In order to make it possible to adjust the flow rate to the spray sphere, a device that sucks the 6th flow into a siphon is installed. is a conduit extending from the occlusion volume and preferably returning to the liquid recirculation device, and a flow rate flowing through the conduit. There is a valve in the conduit to change the Constant flow rate independent of temperature leaving the spray sphere In order to obtain an atomizer of , g is constant in the device for delivering the second mud to the atomizing sphere. A device is provided to maintain the inlet pressure. The maintenance device includes a first liquid stream. A portion of the fuel is allowed to flow into the fuel tank, and as the liquid temperature rises, the amount of fuel that is allowed to flow into the fuel tank is reduced. There are temperature-responsive valves for this purpose. Alternatively, this maintenance device has the ability to A temperature responsive valve may be provided to gradually reduce the sixth liquid flow.

Top 8 for adjusting the flow of liquid to the liquid spray device Showa GO-50082 3(4) In particular, the method and apparatus of the type described above are particularly applicable to a second flow-conducting external surface and an air-conveyed liquid jetting surface. an atomizing sphere of the type comprising a pressure vessel having an opening in its outer surface to be atomized; Useful. In such applications, siphon removal of the second filtrate allows the second The liquid flow decreases smoothly to such an extent that the outer surface of the container is covered with a thin film of liquid; The un-atomized liquid is preferably returned in continuous flow to the liquid tank for recirculation. fuel In a burner, the liquid is a suitable liquid fuel and is used to ignite a jet of atomized fuel. equipment is provided.

Brief description of the drawing FIG. 1 is a partial cross-sectional diagram of a liquid fuel burner device using the liquid flow rate adjustment device of the present invention.
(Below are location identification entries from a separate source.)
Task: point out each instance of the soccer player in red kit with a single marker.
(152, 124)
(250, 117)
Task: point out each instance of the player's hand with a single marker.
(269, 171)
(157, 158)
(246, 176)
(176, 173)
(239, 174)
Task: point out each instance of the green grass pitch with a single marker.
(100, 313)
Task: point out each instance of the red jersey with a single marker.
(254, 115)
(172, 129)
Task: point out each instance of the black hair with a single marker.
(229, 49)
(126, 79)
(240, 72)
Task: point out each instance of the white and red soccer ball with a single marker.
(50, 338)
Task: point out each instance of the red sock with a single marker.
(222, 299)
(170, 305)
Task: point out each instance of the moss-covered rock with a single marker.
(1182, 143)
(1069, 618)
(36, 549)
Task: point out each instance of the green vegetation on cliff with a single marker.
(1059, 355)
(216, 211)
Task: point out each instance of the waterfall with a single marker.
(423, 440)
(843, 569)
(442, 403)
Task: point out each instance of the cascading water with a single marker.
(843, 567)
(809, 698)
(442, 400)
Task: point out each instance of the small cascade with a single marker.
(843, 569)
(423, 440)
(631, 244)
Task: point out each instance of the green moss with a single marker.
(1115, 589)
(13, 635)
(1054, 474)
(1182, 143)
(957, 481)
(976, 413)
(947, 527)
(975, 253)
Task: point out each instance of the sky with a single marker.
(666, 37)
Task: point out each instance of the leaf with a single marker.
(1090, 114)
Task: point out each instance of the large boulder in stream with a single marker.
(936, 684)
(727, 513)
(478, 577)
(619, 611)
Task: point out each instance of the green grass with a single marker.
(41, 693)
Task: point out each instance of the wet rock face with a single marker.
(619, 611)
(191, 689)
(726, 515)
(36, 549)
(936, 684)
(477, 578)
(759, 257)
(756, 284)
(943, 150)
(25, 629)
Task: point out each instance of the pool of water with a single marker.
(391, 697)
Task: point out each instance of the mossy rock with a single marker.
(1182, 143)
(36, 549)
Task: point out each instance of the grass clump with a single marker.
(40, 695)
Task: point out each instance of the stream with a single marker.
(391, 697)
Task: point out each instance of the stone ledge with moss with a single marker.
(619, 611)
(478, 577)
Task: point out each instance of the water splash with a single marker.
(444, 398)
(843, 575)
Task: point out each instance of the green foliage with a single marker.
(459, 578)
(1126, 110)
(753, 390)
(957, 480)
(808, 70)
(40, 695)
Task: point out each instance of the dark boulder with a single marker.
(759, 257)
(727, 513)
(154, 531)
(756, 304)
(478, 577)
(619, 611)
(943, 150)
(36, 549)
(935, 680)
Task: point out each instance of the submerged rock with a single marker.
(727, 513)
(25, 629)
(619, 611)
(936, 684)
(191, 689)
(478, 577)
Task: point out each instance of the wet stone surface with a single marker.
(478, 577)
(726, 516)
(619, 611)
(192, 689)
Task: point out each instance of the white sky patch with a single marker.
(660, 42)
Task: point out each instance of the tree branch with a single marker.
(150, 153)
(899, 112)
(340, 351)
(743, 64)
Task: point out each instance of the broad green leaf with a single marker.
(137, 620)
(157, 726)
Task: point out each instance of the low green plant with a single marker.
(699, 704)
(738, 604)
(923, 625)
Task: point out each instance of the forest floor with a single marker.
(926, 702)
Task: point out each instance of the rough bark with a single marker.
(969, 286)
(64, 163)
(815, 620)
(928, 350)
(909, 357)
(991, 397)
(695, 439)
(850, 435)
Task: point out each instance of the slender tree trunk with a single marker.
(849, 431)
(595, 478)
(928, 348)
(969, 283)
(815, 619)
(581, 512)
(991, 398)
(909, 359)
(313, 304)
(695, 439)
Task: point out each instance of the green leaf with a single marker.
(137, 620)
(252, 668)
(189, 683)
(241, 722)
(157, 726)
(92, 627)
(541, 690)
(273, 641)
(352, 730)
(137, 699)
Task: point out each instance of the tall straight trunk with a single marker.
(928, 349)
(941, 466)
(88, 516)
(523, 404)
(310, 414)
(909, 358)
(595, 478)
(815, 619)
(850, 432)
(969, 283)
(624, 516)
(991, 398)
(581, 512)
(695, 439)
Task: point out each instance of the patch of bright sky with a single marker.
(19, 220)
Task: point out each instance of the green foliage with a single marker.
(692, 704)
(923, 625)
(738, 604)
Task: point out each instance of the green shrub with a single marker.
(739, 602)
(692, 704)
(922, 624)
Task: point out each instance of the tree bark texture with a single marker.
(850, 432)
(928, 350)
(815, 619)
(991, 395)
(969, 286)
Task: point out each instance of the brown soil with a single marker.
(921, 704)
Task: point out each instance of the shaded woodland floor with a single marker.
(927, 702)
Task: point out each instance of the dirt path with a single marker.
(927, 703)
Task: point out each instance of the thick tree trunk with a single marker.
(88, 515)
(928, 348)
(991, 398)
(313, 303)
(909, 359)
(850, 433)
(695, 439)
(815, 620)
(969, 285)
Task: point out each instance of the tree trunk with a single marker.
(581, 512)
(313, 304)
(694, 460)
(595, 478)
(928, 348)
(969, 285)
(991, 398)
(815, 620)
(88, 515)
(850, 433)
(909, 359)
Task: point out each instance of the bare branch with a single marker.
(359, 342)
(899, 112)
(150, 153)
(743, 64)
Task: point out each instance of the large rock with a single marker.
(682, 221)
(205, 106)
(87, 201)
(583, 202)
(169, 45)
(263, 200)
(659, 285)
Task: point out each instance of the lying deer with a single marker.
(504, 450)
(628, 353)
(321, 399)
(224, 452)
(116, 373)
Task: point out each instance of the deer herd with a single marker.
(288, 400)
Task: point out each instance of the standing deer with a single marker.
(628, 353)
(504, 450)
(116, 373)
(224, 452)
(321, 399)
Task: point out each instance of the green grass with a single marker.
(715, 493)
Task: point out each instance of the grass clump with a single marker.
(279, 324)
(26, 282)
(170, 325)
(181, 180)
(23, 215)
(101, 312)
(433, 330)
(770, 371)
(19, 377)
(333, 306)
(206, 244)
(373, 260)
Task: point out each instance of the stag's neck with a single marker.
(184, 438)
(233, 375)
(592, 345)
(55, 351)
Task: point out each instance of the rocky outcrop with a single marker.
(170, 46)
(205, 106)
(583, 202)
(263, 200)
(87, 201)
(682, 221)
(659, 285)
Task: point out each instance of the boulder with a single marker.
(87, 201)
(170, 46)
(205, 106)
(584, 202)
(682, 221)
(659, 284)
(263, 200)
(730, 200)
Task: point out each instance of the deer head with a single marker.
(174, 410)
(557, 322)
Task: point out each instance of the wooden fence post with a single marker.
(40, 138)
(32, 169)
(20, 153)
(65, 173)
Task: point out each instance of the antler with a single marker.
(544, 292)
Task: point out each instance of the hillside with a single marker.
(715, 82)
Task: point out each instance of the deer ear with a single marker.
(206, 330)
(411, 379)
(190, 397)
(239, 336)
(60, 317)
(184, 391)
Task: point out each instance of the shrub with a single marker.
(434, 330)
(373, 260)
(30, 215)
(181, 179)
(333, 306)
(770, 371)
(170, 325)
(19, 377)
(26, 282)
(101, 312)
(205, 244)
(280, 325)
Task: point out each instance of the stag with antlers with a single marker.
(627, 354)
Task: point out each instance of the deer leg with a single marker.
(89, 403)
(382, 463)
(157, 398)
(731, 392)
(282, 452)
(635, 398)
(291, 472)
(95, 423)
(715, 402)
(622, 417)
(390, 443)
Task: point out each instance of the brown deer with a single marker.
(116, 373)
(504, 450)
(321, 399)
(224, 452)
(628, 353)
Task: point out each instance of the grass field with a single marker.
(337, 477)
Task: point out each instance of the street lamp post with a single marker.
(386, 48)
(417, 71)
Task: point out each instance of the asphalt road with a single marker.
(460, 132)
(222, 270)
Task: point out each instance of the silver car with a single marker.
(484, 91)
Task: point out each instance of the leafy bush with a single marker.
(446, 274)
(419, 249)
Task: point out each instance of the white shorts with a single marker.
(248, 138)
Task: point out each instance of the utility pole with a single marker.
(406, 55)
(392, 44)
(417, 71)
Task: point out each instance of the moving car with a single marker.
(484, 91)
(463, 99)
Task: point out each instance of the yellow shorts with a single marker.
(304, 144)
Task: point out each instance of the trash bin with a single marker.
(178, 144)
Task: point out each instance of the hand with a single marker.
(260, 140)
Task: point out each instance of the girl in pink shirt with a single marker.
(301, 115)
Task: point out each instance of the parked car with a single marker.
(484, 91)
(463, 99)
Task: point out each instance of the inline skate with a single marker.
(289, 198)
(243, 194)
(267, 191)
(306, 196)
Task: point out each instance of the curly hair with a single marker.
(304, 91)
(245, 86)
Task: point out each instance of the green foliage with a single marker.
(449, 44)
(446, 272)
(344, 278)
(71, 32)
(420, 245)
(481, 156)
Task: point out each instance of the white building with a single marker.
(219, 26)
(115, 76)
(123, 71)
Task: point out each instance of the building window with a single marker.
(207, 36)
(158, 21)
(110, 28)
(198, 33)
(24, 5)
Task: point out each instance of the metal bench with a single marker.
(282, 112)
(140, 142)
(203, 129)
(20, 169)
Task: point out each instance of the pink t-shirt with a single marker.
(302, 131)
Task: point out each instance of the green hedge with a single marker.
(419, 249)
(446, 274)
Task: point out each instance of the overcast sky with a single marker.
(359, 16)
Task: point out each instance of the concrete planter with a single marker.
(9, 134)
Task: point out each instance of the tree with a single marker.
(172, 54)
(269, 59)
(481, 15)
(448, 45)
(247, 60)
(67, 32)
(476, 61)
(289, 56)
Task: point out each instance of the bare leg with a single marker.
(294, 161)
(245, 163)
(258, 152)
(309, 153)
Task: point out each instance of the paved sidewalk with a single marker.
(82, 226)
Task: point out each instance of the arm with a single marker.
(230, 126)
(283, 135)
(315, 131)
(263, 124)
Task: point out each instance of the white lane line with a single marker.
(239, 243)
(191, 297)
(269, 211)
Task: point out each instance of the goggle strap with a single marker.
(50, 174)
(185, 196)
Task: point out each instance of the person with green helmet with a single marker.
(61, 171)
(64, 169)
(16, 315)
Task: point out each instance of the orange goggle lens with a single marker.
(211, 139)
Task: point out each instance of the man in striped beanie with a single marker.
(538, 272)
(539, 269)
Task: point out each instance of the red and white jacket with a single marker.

Side view, FIG. 2 is a cross-sectional fragmentary view of the upper part of another embodiment of the air vent chamber shown in FIG. 1; FIG. 6 is a cutaway perspective view of an actual embodiment of the liquid flow rate regulating device according to the present invention.

BEST MODE FOR CARRYING OUT THE INVENTION A preferred embodiment of the device of the present invention will be explained in detail as follows, and each figure will be explained in detail. Reference is made to the drawings in which the same reference numerals are used throughout to refer to the same components.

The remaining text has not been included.